Real or Fake?
You’ve seen it before: names haphazardly scribbled in the air with a flashlight; newlyweds kissing under a fiery circle of sparks; glowing orbs like giant out-of-place yarn balls in a landscape. Light painting isn’t new. It’s an exhausted practice, and I always joke it’s the first thing a new photographer explores when learning how to manipulate their shutter speed.
I have a love-hate relationship with light painting. Despite its seemingly infinite potential, most of the light painting I experience is a little on the amateur side — an issue that points more toward a lack of restraint than sloppy execution. Alex and I have been attempting to incorporate precise light painting to an environment using a drone, but while I feel our ideas are consistently tactful, the results are consistently amateurish.
For our most recent trip to the Juniper Prairie Wilderness, I wanted to do an experiment comparing an image made entirely in camera using light painting techniques to an image created entirely in Photoshop using graphic design techniques. We chose to create a blue square for its simplicity and nod to technology. It wasn’t until after the fact that I realized the blue square is ironically similar to the Photoshop logo, further emphasizing the contrast between the natural and the manipulated environment.
If you don’t follow Alex’s blog, you should. He codes and 3D prints cool inventions, and he prepared for this trip by designing and printing “dark feet” — small caps he inserts over the rotors of his DJI Spark quadcopter to block out the native red and green lights. You can see his recent Dark Feet post here.
Despite the preparation, the results were once again inadequate. There are many reasons for this, but the two biggest are that Alex’s drone has sustained multiple crashes that have compromised its stability, and since individual LEDs were attached beneath each rotor, we weren’t able to produce a single stream of light. The success of this image depended entirely on precision, and we didn’t even come close.

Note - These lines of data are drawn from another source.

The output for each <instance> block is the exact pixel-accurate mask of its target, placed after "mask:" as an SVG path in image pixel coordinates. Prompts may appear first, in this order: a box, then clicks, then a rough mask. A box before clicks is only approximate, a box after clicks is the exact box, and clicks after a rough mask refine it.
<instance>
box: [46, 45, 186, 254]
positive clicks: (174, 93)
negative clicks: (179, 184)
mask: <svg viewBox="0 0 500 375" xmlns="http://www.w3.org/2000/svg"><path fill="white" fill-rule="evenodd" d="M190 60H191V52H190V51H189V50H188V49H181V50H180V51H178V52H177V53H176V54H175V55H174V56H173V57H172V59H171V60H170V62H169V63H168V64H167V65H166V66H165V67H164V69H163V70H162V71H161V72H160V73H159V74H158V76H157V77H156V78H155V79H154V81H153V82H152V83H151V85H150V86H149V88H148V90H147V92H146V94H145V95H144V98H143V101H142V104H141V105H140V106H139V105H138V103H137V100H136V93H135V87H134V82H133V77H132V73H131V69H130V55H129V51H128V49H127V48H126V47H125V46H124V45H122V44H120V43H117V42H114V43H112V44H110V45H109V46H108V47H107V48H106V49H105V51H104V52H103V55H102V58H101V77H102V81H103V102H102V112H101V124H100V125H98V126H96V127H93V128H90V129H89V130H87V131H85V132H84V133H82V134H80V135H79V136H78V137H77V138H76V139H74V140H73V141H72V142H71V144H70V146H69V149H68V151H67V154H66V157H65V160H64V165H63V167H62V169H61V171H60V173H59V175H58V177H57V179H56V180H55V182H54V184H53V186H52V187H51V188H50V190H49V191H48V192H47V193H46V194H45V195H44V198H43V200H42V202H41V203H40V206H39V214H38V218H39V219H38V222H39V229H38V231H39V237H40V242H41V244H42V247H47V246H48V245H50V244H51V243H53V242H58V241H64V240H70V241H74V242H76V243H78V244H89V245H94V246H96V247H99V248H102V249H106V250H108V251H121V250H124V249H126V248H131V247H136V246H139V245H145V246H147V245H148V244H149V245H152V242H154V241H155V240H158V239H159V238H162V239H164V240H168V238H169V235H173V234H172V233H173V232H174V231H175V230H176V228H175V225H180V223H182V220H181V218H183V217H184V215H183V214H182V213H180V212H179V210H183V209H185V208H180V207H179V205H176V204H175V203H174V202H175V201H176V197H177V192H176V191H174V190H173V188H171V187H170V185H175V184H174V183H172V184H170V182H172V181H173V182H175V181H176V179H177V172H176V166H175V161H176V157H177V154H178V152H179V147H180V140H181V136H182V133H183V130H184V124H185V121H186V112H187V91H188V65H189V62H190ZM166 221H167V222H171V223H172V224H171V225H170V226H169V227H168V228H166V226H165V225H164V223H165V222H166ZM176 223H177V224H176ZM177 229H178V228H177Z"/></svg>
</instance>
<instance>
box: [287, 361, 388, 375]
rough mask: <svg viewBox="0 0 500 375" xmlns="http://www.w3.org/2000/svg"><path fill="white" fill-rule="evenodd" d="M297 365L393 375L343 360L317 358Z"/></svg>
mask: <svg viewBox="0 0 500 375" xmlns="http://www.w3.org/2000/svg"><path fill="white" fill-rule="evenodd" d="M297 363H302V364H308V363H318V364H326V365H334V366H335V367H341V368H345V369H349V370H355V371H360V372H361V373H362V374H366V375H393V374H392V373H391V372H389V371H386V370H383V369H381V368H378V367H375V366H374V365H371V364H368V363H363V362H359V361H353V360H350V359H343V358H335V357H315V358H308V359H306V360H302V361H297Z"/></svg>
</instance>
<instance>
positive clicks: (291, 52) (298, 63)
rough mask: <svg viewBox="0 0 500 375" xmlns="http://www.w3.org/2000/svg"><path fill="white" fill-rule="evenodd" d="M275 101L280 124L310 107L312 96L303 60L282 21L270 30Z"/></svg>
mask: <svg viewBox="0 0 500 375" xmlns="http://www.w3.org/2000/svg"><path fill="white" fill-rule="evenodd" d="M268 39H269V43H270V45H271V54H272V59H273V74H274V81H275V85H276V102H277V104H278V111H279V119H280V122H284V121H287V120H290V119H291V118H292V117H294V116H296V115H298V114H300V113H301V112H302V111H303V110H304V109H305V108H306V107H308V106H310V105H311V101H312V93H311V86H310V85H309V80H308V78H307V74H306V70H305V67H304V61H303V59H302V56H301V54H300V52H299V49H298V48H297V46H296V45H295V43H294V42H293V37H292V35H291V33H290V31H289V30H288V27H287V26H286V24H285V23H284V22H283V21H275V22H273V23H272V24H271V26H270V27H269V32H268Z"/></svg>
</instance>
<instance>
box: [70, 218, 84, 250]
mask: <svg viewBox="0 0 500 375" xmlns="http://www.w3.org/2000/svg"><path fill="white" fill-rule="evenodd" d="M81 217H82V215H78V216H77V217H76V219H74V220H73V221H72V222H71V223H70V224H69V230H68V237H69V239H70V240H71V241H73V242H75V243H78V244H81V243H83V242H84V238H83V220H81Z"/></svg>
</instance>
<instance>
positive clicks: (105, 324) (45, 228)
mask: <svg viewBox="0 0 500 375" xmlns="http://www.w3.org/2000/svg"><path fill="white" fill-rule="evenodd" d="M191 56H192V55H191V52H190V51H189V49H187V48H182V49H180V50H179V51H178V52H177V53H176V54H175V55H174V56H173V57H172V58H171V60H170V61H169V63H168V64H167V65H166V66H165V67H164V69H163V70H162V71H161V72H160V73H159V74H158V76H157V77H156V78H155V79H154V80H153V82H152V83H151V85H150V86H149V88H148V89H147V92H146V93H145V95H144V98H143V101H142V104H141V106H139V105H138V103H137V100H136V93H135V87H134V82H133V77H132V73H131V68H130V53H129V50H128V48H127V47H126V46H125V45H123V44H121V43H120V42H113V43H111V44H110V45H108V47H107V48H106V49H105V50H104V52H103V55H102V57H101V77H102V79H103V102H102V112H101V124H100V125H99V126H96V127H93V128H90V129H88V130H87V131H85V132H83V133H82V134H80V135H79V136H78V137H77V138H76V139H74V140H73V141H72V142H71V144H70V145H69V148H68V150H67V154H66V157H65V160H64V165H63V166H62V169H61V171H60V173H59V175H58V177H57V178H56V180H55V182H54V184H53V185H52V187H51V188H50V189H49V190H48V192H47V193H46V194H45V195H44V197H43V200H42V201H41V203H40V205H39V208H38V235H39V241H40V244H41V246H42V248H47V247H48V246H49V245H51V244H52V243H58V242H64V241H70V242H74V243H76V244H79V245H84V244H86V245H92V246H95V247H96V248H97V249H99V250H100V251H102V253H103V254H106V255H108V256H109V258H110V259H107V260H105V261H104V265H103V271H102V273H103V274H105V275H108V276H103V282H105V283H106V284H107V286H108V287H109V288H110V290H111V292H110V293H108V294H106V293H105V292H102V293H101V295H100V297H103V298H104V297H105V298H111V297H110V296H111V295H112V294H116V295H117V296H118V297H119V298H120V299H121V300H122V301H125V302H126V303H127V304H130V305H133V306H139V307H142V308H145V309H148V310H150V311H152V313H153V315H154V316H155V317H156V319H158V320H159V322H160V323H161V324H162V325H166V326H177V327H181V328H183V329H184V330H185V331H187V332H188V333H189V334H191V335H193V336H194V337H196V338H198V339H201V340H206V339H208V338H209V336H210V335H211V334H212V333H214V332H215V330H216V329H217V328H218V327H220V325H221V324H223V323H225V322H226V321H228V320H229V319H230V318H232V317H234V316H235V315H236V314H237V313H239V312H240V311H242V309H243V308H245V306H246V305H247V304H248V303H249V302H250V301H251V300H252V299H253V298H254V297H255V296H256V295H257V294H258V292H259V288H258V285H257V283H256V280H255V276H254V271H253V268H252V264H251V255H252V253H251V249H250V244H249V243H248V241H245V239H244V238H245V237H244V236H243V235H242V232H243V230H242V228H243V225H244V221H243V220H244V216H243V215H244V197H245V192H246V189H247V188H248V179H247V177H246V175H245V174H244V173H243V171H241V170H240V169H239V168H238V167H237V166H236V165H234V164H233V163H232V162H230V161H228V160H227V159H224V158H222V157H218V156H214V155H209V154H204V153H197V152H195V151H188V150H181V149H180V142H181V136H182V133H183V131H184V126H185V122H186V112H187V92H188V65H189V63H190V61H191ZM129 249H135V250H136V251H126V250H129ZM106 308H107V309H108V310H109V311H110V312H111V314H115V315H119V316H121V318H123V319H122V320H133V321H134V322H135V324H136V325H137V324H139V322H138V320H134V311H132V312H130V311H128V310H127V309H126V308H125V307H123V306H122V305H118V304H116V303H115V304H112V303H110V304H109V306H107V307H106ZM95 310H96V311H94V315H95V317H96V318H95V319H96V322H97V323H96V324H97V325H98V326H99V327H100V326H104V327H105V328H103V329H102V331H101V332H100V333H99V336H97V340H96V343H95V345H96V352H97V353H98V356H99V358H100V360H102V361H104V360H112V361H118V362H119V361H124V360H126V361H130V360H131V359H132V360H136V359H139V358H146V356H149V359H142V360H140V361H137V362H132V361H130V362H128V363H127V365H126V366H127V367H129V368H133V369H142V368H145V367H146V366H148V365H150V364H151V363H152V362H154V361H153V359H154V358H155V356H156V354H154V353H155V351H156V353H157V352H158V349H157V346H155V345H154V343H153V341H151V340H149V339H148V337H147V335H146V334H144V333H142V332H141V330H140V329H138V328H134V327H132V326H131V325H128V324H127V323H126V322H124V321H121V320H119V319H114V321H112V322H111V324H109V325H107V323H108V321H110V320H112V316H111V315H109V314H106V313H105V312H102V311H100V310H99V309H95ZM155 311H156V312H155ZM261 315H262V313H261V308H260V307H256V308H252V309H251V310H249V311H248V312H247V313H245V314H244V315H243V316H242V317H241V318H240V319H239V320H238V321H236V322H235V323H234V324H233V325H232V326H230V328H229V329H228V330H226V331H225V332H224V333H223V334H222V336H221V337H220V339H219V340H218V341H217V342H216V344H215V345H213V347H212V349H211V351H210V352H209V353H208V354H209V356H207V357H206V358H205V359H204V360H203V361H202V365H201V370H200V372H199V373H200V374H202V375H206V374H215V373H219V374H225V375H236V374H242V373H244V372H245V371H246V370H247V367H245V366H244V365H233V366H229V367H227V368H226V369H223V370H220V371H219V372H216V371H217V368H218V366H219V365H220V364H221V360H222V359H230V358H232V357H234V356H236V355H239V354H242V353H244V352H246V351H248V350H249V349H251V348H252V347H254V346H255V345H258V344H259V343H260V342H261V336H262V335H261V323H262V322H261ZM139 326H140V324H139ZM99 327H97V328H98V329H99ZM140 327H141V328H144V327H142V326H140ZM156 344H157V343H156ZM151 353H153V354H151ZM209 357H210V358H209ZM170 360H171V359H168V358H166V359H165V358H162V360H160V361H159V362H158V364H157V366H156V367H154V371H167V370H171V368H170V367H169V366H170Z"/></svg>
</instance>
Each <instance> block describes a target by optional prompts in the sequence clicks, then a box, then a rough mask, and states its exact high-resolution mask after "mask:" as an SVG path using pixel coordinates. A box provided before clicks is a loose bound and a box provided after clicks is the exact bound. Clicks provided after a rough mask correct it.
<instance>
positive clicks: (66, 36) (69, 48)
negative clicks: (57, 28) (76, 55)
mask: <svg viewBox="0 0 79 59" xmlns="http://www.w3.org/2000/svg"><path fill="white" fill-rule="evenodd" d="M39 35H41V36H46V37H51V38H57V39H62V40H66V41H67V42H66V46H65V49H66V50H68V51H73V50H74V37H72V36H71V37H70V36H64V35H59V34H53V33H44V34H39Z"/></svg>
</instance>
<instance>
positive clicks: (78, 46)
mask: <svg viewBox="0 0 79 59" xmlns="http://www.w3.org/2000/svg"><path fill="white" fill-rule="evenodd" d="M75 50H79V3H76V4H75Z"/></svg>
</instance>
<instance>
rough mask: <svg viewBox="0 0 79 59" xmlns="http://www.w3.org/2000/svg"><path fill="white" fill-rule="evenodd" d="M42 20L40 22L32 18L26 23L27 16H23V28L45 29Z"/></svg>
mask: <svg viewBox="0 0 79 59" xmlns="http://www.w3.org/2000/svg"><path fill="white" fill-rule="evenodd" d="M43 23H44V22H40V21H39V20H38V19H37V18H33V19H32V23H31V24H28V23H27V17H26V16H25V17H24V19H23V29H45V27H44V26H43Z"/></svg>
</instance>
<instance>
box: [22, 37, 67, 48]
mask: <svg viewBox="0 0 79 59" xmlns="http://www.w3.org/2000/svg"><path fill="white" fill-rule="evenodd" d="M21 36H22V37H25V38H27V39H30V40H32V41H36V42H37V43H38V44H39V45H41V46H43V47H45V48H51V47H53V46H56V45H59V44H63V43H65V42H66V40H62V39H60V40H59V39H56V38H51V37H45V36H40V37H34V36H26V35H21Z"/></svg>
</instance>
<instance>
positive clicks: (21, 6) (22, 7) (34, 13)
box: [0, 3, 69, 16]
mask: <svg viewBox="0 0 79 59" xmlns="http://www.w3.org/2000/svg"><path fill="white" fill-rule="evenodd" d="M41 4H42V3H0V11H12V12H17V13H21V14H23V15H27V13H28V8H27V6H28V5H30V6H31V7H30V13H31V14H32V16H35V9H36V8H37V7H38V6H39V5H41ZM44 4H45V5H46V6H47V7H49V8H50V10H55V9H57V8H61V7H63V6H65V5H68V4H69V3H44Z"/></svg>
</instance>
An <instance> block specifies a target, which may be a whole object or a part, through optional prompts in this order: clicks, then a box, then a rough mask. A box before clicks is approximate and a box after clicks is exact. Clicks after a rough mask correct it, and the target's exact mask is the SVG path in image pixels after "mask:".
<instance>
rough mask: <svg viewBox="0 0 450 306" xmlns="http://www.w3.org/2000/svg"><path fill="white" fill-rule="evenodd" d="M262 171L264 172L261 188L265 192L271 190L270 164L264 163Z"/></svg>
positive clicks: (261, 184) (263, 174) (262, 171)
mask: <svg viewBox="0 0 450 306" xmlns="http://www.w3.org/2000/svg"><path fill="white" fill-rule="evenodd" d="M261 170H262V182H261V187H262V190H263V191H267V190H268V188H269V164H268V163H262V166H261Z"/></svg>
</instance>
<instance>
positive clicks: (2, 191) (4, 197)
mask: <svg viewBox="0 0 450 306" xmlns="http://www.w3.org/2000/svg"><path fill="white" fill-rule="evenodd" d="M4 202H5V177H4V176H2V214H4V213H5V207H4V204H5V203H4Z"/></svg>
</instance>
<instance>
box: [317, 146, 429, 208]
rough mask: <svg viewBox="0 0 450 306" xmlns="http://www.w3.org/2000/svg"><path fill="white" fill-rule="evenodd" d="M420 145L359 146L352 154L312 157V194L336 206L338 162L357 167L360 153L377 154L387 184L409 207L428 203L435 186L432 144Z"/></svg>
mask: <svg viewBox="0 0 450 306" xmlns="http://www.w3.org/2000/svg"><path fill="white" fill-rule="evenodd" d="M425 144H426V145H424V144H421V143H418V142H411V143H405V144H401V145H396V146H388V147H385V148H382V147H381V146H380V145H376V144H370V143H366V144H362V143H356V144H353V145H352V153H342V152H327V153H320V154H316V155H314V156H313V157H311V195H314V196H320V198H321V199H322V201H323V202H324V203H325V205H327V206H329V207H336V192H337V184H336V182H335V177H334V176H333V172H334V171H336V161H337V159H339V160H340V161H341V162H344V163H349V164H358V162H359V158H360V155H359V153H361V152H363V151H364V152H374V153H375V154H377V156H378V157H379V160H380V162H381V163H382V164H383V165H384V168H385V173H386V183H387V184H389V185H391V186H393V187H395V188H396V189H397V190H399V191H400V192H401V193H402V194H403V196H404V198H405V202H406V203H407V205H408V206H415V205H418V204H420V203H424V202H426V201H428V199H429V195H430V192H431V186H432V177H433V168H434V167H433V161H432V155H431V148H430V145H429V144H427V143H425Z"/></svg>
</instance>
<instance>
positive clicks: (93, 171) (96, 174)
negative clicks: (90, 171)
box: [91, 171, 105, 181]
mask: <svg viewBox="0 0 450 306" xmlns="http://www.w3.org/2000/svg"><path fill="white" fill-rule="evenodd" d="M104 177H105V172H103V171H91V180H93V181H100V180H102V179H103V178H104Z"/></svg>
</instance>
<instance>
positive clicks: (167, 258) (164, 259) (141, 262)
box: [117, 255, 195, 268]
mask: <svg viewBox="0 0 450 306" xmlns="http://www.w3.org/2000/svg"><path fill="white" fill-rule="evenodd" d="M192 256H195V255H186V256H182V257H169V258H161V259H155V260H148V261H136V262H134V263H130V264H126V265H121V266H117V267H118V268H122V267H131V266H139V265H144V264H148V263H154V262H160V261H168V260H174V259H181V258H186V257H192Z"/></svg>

After returning home, processing the media and researching for this blog post, I came across some incredible work by Reuben Wu that proves it’s not only possible to create precise shapes with a drone, it’s utterly breathtaking when done correctly. This is exactly the kind of elegant and tasteful light painting I’ve been striving for!
I think the key to producing precise light painting with a drone is through programmable flight patterns. In order to create a precise image, the method used must be precise. And I don’t think humans are capable of that type of control.
We returned to camp a little frustrated and spent the next couple hours photographing this magnificent live oak before heading to sleep.
I woke up at 6:30 to thunder rumbling in the distance. Small rain drops pattered my tent. I knew if I got up then I could pack before the inevitable onslaught of rain. I reluctantly climbed outside.
Alex was still asleep by the time I finished packing, so I covered my pack with a tarp, pulled out a chair and sat snug beneath an umbrella. It was probably one of the strangest and most peaceful experiences I’ve had out in the woods.
I’m disappointed the light painting didn’t go as planned, but I think it brings up an interesting discussion regarding the role the process of creating art plays in the way we view the finished product. I like my photoshopped image. It’s literally exactly what I was picturing in my head, and in my opinion it’s far more powerful than the light painted version. But the methods used to create it make it more of a graphic design piece than a photography piece; and there’s something in me that knows I would like it just a little bit more if I had achieved the end result entirely in camera.